Further information on such a conventional protocol is described in “A self-managed distributed channel selection for WLANs” by D. J. Leith, P. Clifford, 4th IEEE International Symposium on Modelling and Optimization in Mobile, Adhoc and Wireless Networks, pages 1-9, 2006.
Devices operating according to these protocols in the ISM band generally operate at low transmit powers (up to 100 mW in the UK and Europe and 1 W in the United States) and use the same air-interface standard. WSDs, on the other hand, will likely use different transmit powers. For example, devices using the emerging IEEE 802.11af standard will typically use 100 mW (EIRP) or lower, whilst devices using the IEEE 802.22 standard (or LTE or WiMAX) for rural broadband access may use up to 4 W (EIRP). Furthermore, low power devices generally use omnidirectional antennas whereas high power devices tend to use directional antennas. Referring to FIG. 1, modelling of the conventional WiFi adaptive channel selection algorithms suggests that, as more high power devices enter a wireless network, the average interference actually increases. Even introducing a small number of high power devices has a detrimental effect. The same problem is found to occur if, instead of using different transmit powers, some WSDs use directional antennas whilst others use omnidirectional antennas.

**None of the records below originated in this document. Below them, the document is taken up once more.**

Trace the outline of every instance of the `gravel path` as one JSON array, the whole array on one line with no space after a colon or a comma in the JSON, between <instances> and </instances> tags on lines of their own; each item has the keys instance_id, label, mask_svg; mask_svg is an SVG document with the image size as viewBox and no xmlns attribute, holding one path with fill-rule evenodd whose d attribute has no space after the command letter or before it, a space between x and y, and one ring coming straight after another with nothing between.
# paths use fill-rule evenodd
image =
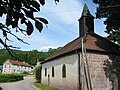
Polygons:
<instances>
[{"instance_id":1,"label":"gravel path","mask_svg":"<svg viewBox=\"0 0 120 90\"><path fill-rule=\"evenodd\" d=\"M22 81L12 83L0 83L3 90L40 90L33 86L34 77L27 76Z\"/></svg>"}]
</instances>

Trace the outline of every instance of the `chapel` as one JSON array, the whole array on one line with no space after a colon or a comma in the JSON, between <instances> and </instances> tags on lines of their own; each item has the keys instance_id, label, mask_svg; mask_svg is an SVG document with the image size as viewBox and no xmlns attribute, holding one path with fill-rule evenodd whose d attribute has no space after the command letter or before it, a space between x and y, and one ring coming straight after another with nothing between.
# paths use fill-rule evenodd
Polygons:
<instances>
[{"instance_id":1,"label":"chapel","mask_svg":"<svg viewBox=\"0 0 120 90\"><path fill-rule=\"evenodd\" d=\"M120 46L94 32L86 4L78 22L79 37L41 63L41 83L60 90L120 90Z\"/></svg>"}]
</instances>

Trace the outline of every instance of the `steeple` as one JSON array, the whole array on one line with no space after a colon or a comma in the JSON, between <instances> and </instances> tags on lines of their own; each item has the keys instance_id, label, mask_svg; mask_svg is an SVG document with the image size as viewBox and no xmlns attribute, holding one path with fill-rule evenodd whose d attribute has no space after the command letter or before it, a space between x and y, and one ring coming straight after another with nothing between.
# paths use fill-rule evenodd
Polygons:
<instances>
[{"instance_id":1,"label":"steeple","mask_svg":"<svg viewBox=\"0 0 120 90\"><path fill-rule=\"evenodd\" d=\"M87 4L84 5L81 18L78 21L80 37L94 33L94 17L90 14Z\"/></svg>"},{"instance_id":2,"label":"steeple","mask_svg":"<svg viewBox=\"0 0 120 90\"><path fill-rule=\"evenodd\" d=\"M90 14L90 11L88 9L88 6L87 4L85 3L84 5L84 8L83 8L83 12L82 12L82 16L81 17L93 17L91 14ZM94 17L93 17L94 18Z\"/></svg>"}]
</instances>

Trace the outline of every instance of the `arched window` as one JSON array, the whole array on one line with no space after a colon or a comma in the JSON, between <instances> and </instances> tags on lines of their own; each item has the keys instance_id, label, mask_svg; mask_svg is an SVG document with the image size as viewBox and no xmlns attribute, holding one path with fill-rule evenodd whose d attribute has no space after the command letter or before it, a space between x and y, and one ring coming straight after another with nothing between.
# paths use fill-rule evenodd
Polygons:
<instances>
[{"instance_id":1,"label":"arched window","mask_svg":"<svg viewBox=\"0 0 120 90\"><path fill-rule=\"evenodd\" d=\"M54 67L52 67L52 77L54 77Z\"/></svg>"},{"instance_id":2,"label":"arched window","mask_svg":"<svg viewBox=\"0 0 120 90\"><path fill-rule=\"evenodd\" d=\"M62 77L66 78L66 66L65 66L65 64L62 66Z\"/></svg>"},{"instance_id":3,"label":"arched window","mask_svg":"<svg viewBox=\"0 0 120 90\"><path fill-rule=\"evenodd\" d=\"M113 72L109 75L109 79L110 79L110 90L119 90L118 75Z\"/></svg>"},{"instance_id":4,"label":"arched window","mask_svg":"<svg viewBox=\"0 0 120 90\"><path fill-rule=\"evenodd\" d=\"M47 68L45 68L45 76L47 76Z\"/></svg>"}]
</instances>

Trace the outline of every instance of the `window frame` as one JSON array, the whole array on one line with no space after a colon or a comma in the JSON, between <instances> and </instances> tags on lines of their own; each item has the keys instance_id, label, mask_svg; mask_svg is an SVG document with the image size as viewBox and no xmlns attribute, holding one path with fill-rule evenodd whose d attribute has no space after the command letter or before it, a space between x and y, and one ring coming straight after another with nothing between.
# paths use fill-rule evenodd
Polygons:
<instances>
[{"instance_id":1,"label":"window frame","mask_svg":"<svg viewBox=\"0 0 120 90\"><path fill-rule=\"evenodd\" d=\"M52 77L55 77L55 69L54 69L54 66L52 67Z\"/></svg>"},{"instance_id":2,"label":"window frame","mask_svg":"<svg viewBox=\"0 0 120 90\"><path fill-rule=\"evenodd\" d=\"M65 64L63 64L62 66L62 77L66 78L66 65Z\"/></svg>"},{"instance_id":3,"label":"window frame","mask_svg":"<svg viewBox=\"0 0 120 90\"><path fill-rule=\"evenodd\" d=\"M47 68L45 68L45 77L47 76Z\"/></svg>"}]
</instances>

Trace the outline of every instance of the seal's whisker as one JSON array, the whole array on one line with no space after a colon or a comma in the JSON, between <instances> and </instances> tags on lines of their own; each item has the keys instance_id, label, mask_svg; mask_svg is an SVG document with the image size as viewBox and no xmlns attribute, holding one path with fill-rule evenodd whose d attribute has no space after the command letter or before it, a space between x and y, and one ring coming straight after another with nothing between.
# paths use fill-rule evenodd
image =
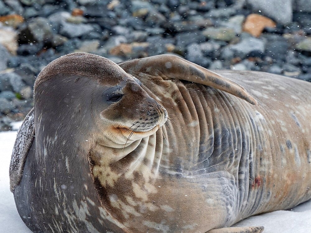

The reason for this effect is likely due to the asymmetrical nature of interference between low and high power devices (or devices having directional and omnidirectional antennas).
Furthermore, WSDs will likely use different air interface standards (WiFi, LTE, MiMAX, Weighless). Conventional WiFi adaptive channel selection and CSMA-CA methods were not developed to operate in the heterogeneous network scenarios envisaged for TVWS.